瞥了一眼逐渐变亮的天空角落,在确认到极速赶来的数个身影后,五条悟湛蓝的眸子淡漠的停在了羂索的身上。

“遗言就只有这些吗?”

嗯,看来是没救了。

看着逐渐出现在各处呈现包围之势的几名特级,羂索没忍住,扑哧一声笑了出来。

“哎呀——被世间罕见的六眼、咒灵操术使、天与束缚三位特级包围,我还真是做了了不得的壮举呢。”

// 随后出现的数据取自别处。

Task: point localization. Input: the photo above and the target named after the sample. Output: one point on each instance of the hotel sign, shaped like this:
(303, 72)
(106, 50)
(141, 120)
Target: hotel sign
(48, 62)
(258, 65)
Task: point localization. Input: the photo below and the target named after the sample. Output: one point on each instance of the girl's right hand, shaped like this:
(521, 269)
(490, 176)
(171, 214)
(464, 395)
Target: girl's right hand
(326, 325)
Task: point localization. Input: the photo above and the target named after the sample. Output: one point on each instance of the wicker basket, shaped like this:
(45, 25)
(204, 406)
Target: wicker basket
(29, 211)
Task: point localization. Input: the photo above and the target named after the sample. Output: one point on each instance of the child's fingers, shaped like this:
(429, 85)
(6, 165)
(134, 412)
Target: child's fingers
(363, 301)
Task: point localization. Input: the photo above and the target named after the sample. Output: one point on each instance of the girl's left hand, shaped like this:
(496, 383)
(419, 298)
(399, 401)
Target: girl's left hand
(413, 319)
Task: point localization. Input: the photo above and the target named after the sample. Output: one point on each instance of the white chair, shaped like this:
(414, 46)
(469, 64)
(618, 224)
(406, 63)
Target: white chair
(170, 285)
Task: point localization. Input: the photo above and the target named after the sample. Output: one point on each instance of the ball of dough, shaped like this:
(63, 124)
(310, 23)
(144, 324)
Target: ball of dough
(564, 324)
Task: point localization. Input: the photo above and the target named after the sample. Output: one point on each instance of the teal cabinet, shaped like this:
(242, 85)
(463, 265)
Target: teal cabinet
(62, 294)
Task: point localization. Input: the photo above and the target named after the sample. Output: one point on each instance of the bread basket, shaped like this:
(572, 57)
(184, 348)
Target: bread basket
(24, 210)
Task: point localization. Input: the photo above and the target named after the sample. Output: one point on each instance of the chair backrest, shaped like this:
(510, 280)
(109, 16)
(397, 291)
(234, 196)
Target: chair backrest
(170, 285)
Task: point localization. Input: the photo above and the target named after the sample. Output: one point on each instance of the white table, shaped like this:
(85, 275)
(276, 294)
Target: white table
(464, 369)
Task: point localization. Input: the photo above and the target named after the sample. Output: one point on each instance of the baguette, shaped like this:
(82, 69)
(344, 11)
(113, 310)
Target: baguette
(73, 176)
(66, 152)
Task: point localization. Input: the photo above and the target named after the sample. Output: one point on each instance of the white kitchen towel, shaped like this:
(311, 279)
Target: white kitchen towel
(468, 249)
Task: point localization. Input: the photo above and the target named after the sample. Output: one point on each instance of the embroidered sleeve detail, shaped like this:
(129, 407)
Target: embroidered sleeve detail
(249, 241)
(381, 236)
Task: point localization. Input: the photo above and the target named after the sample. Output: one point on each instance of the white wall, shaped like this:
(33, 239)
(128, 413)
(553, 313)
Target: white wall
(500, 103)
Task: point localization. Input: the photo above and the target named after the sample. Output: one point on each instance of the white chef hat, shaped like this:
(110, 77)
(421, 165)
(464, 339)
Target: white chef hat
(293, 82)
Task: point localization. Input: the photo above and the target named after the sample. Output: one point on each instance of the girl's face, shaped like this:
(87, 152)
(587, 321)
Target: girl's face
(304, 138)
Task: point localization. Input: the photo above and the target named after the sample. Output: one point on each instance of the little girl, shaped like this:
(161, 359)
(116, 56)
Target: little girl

看这情况,他也可以顶替宿傩坐一坐那诅咒之王的位置也说不定。

夜蛾正道看着刚跳下伏黑甚尔的手臂,就跑到三个孩子身旁的硝子,对身后的七海建人打出他来守护后方手势。

“明明安安静静等死就行,为什么要特意跑到这种地方来呢?”

伏黑甚尔坐在只剩半截的墙壁顶端,懒散的将丑宝嘴里抽出来的三节棍盘在了肩上。

“可能是还做着可以翻盘的美梦吧,毕竟曾手握胜券千年之久的老人家。”

确认夜蛾正道接管了三个孩子之后,五条悟踏在空中,居高临下的看着那个看似波澜不惊的男人。

“悟,倒也不用这么给他面子哦。只不过是见不得光的蟑螂,在寻找下水道入口时不小心迷了路而已。”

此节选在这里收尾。